Negron v. Mallon Chevrolet Inc
RULING granting 30 Motion to Amend/Correct, Signed by Judge Thomas P. Smith on 7/15/09. (Blue, A.)
UNITED STATES DISTRICT COURT DISTRICT OF CONNECTICUT
MAGDALIZ L. NEGRON, - Plaintiff
MALLON CHEVROLET, INC. - Defendant
Ruling on Motion for Leave to Amend Complaint The plaintiff, Magdaliz L. Negron, moves for leave to file a Second Amended Complaint pursuant to Federal Rule of Civil Procedure 15(a). (Dkt. # 30). The defendant objects contending that the
proposed amendments would prejudice it by requiring additional motion practice and discovery. (Dkt. # 31). For the reasons stated herein, the plaintiff's motion is GRANTED. I. Background The proposed Second Amended Complaint contains the same two counts as the prior complaints: (1) violation of The Truth in Lending Act, 15 U.S.C. § 1601 et. seq. and (2) violation of the Connecticut Unfair Trade Practices Act, Conn. Gen. Stat. § 42-110a et. seq. The proposed amendments consist of several new factual
allegations regarding the consumer credit transaction that the plaintiff allegedly entered into with the defendant for the purchase 1
of an automobile. The plaintiff's motion, filed on May 12, 2009, comes nearly twelve months after the defendant answered the original complaint on May 28, 2008, approximately six months after the court granted leave to file the First Amended Complaint on November 18, 2008, and two months after the discovery deadline of March 15, 2009. The defendant has not yet answered the First Amended Complaint. Neither party has moved for summary judgment. Nor has the court set a trial date. Moreover, the plaintiff's counsel represents that he
postponed seeking the proposed amendment due to the scheduling of a settlement conference, which was held on May 1, 2009. II. Legal Standard After a responsive pleading has been filed, "a party may amend [its] pleading only with the opposing party's written consent or the court's leave. The court should freely give leave when justice so
requires." Fed. R. Civ. P. 15(a). Leave should be denied only upon a showing of "undue delay, bad faith or dilatory move on the part of the movant, repeated failure to cure deficiencies by amendments previously allowed, undue prejudice to the opposing party by virtue of allowance of the amendment, [or] futility of amendment." Foman
v. Davis, 371 U.S. 178, 182, 83 S. Ct. 227, 9 L.Ed. 2d 222 (1962); State Teachers Ret. Bd. v. Fluor Corp., 654 F.2d 843, 856 (2d. Cir. 1981). Outright refusal to grant leave to amend without any
justifying reason for the denial is an abuse of discretion. Min Jin
v. Metro. Life Ins. Co., 310 F.3d 84, 101 (2d Cir. 2002). The "most important factor" in the Rule 15(a) analysis is whether the opposing party would be prejudiced by the proposed amendment. 2008). Ruotolo v. City of New York, 514 F.3d 184, 191 (2d Cir.
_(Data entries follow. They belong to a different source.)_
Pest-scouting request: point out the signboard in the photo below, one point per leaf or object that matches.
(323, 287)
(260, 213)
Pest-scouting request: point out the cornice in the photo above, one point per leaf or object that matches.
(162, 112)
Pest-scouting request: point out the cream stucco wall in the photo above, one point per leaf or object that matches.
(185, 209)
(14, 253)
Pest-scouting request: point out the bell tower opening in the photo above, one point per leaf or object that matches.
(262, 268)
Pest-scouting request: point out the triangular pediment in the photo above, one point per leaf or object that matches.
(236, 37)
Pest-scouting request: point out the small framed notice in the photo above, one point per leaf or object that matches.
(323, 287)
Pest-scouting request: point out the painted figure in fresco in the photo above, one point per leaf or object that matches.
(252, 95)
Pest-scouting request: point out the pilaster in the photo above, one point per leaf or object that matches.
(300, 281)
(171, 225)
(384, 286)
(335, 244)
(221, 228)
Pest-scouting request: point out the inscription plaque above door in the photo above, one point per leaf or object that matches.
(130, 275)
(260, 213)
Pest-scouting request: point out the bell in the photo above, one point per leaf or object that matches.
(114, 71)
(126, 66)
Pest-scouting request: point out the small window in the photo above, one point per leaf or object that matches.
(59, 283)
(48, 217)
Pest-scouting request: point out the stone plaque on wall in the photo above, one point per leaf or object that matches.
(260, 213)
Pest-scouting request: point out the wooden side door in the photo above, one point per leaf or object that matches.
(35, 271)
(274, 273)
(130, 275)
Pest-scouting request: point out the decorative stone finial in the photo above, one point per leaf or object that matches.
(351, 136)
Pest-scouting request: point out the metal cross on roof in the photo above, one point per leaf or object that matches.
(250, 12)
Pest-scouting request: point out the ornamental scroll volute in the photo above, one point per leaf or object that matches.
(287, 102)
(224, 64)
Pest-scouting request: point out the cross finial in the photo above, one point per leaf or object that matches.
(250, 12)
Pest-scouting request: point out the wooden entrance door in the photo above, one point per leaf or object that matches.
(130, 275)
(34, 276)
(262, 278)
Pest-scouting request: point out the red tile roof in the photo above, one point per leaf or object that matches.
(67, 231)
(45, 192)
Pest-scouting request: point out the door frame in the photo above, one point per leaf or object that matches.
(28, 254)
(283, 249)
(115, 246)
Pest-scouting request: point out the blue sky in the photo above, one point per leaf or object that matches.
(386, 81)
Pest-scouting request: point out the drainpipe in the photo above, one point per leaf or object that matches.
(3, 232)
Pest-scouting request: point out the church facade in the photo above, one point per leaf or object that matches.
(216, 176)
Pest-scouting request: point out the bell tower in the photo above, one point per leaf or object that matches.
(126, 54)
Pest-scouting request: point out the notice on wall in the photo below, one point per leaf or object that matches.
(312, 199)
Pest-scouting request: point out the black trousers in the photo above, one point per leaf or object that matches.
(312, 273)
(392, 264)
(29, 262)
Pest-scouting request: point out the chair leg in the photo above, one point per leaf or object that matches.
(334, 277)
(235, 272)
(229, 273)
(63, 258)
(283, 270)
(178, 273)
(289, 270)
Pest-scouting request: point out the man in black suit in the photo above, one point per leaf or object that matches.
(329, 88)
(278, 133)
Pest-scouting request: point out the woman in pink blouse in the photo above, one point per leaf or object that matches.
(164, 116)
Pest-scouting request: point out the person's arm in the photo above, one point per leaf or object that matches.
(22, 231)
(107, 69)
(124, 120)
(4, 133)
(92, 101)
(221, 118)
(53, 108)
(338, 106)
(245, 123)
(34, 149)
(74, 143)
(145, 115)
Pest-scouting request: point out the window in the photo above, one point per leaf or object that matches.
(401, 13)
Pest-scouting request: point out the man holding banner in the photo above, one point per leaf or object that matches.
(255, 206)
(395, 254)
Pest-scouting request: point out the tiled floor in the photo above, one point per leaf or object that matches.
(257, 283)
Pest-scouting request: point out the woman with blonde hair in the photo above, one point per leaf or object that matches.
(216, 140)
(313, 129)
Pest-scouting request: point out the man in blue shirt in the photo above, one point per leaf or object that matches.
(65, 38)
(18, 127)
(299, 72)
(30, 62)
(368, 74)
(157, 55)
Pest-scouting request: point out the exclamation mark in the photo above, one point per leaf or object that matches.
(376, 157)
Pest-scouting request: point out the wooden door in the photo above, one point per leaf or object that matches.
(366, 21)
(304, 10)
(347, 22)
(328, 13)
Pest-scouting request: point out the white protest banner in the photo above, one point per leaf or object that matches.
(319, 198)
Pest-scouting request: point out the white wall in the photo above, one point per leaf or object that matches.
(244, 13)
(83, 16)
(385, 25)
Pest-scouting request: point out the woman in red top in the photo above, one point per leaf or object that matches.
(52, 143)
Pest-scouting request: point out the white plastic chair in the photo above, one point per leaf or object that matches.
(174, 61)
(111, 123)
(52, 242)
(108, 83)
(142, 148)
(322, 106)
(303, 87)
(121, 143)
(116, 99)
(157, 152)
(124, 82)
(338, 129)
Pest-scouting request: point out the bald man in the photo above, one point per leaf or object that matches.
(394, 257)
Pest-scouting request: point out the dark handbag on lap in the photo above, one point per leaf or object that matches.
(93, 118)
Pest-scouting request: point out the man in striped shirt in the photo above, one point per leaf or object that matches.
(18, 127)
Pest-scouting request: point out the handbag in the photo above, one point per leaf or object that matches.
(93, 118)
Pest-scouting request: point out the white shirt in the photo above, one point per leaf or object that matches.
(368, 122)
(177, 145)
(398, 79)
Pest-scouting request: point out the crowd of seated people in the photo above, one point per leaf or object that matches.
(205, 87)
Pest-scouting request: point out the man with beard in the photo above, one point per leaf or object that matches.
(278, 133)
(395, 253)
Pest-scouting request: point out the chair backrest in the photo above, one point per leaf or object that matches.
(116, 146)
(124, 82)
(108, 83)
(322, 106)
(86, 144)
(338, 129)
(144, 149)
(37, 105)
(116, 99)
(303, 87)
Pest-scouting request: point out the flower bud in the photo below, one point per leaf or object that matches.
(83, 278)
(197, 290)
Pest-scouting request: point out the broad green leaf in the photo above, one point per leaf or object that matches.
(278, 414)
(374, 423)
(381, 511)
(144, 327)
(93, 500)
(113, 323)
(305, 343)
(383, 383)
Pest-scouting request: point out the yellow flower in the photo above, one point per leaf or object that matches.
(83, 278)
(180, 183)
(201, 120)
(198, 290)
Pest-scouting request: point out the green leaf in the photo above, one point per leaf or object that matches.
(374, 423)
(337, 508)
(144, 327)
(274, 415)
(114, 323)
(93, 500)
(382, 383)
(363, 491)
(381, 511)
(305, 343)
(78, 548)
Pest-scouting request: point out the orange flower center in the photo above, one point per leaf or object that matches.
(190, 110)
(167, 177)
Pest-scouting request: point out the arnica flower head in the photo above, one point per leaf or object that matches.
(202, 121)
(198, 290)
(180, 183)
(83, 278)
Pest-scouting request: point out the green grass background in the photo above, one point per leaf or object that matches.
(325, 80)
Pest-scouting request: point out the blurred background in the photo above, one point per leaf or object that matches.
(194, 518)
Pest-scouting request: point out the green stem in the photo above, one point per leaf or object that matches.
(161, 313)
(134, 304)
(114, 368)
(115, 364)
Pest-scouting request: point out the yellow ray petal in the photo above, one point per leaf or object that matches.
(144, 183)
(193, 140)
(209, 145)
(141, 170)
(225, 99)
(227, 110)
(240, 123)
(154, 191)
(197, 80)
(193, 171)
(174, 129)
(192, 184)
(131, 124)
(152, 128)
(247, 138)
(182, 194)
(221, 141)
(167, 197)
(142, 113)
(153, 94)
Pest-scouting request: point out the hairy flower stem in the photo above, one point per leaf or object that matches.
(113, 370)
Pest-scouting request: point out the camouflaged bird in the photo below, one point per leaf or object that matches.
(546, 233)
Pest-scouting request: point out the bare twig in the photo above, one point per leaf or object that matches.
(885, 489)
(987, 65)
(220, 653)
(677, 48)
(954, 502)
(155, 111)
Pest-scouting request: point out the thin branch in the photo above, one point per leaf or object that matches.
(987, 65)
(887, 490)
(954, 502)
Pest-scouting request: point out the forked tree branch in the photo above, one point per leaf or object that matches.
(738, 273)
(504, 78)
This inquiry is "often intertwined" with the consideration
of whether there was undue delay on the part of the movant: a long delay is more likely to be found prejudicial. Evans v. Syracuse
City School Dist., 704 F.2d 44, 47 (2d Cir. 1983). III. Discussion Here, despite the defendant's contention that the proposed amendments constitute a "new legal theory," there does not appear to be a "sharp change in litigation strategy [by the plaintiff] after the [defendant] . . . devoted considerable time and expense to discovery, motion practice, and other proceedings in preparation for trial" so as to be prejudicial. Roller Bearing Co. Of America,
Inc. v. American Software, Inc., 570 F. Supp. 2d 376, 384 (D. Conn. 2008) (citations omitted). Although the plaintiff's proposed
amendments constitute new factual allegations, the plaintiff's causes of action remain unchanged. Moreover, even if the proposed
amendments amounted to an entirely new cause of action, denial of the plaintiff's motion would still be an abuse of the court's discretion absent a finding of prejudice, bad faith, or futility. Id. (discussing cases). The defendant, however, has failed to meet its burden of
demonstrating that it would be unfairly prejudiced by the proposed amendments. See Evans, 704 F.2d at 47. Although the defendant
baldly contends that it would have to conduct additional "motion practice and discovery" (Dkt. # 31, Def. Obj.), there is no
indication that such measures would entail substantial resources or would significantly delay resolution of the dispute, especially in light of the progress of the proceedings thus far. See Fluor, 654
F.2d at 856 (holding district court abused its discretion in not allowing amendment where no trial date had been set, no motion for summary judgment had been filed, and the proposed amendment would not likely involve "a great deal of additional discovery"). Furthermore, the court can discern no evidence of bad faith or dilatory motive on the part of the plaintiff in failing to seek the amendments sooner. Nor can the court infer such motive merely from See
the fact of the relatively short delay that has occurred.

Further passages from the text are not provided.